On the resurgence and asymptotic resurgence of homogeneous ideals

TL;DR

This paper investigates the properties of resurgence and asymptotic resurgence of homogeneous ideals, especially in the context of squarefree monomial ideals and graph cover ideals, providing bounds, computations, and characterizations.

Contribution

It introduces improved bounds for asymptotic resurgence, analyzes how ideal operations affect resurgence, and characterizes bipartite graphs via resurgence measures.

Findings

Sharp bounds for resurgence and asymptotic resurgence of cover ideals.

Explicit computations for specific classes of graphs.

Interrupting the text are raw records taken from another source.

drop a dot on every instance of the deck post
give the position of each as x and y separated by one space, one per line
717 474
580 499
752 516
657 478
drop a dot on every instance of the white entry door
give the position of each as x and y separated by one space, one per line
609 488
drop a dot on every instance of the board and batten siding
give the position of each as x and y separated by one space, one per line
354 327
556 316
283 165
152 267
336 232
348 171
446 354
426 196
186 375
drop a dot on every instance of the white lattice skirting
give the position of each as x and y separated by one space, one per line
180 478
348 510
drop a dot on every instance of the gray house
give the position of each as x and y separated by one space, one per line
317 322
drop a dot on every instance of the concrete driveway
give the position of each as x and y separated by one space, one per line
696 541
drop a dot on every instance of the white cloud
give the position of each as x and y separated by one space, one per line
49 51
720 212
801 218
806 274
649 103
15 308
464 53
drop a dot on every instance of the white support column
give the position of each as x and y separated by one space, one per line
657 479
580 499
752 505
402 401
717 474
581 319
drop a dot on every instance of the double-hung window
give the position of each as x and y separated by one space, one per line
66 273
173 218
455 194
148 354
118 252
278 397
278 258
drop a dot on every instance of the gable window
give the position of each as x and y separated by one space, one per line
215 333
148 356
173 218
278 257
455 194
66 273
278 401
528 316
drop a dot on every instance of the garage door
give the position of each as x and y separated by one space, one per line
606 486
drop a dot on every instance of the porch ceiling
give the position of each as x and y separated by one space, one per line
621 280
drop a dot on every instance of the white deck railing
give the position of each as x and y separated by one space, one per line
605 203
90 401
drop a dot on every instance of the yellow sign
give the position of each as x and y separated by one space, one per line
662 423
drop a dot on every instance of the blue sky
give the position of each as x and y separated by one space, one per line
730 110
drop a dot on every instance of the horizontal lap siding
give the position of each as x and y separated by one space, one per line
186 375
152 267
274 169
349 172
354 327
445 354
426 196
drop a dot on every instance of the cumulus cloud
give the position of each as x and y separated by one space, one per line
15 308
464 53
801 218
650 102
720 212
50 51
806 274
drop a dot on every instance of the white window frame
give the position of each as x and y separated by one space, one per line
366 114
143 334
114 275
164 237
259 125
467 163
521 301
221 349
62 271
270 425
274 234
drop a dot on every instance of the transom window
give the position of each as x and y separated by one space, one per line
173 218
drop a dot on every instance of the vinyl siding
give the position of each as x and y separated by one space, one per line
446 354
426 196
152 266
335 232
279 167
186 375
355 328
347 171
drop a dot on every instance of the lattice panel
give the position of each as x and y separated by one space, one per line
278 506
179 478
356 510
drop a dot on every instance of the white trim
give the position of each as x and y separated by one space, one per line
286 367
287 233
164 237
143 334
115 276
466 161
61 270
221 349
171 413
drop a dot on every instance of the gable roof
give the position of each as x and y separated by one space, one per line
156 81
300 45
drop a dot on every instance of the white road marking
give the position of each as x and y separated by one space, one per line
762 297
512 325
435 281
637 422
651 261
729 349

Characterization of bipartite graphs through resurgence values.

Abstract

Let $\mathbb{K}$ be a field and $R = \mathbb{K}[x_1, \ldots, x_n]$. We obtain an improved upper bound for asymptotic resurgence of squarefree monomial ideals in $R$. We study the effect on the resurgence when sum, product and intersection of ideals are taken. We obtain sharp upper and lower bounds for the resurgence and asymptotic resurgence of cover ideals of finite simple graphs in terms of associated combinatorial invariants. We also explicitly compute the resurgence and asymptotic resurgence of cover ideals of several classes of graphs. We characterize a graph being bipartite in terms of the resurgence and asymptotic resurgence of edge and cover ideals. We also compute explicitly the resurgence and asymptotic resurgence of edge ideals of some classes of graphs.